My wife’s and my dear friend Giuliano Bugialli died yesterday. He was a wonderful person.

I first met Giuliano in Florence in July 1975. It was during the third year of his cooking classes, “Cooking in Florence”, and I took a one week course. What a revelation.

At that time there were only two courses given in Italy for mainly English speakers. Marcella Hazan was still in Bologna and there was no one else in sight. Wonderful hands on instruction, at that time in a refectory in a convent on the west side of Florence. We would watch Giuliano demonstrate certain things and then for the next several hours we’d cook, guided by his exacting instructions. Then lunch. For several years after cooking in the refectory, the classes were held in his wonderful apartment near the Galleria dell Academia. Then, in the absolutely spectacular farmhouse that he and Henry Weinberg, his life partner, had renovated in the Tuscan countryside near Siena.

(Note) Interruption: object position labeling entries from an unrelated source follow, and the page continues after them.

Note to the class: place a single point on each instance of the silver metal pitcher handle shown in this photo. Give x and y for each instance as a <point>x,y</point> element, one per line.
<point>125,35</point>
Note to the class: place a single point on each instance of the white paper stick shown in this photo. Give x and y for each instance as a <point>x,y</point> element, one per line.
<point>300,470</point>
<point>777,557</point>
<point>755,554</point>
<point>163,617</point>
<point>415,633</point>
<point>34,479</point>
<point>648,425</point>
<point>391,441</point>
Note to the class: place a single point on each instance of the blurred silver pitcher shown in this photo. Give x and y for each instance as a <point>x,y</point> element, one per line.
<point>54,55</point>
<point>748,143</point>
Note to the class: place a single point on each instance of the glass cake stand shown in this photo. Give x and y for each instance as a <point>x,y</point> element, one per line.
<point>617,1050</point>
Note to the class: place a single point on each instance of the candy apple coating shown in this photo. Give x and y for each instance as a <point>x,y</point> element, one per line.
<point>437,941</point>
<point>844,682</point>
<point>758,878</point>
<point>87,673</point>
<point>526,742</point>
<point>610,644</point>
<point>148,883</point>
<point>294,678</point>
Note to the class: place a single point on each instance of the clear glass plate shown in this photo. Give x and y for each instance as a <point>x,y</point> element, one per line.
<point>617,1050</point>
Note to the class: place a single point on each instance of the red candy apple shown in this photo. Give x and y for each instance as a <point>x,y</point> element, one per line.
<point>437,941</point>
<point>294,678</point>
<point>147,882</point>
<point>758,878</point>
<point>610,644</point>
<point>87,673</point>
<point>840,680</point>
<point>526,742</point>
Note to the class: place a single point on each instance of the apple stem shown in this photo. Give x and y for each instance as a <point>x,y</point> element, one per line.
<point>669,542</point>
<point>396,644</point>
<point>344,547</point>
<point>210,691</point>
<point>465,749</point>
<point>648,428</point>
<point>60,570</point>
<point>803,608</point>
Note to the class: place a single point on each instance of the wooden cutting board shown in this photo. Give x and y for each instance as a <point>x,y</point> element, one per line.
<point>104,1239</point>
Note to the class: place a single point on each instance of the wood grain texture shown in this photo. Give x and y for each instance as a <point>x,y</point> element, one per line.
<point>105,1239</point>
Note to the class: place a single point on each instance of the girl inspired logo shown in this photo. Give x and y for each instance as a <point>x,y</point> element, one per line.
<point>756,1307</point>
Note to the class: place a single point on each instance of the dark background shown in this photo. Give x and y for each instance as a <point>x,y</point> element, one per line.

The restaurants that we went to in Florence were great. None of the restaurants he took us to had ever seen a group of (mainly) Americans who were this interested in food. It was all new to them. When we went to the countryside, it was the same thing. He got us into places that were special. Eating with Piero Antinori at one of his properties, with a meal cooked by his staff, is only one example of many. Restaurants in the Tuscan countryside that no American had ever been to was the norm. He later expanded his horizon to the rest of Italy. I think fondly about our trip to Sardinia, and our “meet-ups” in the ER and Piemonte countrysides.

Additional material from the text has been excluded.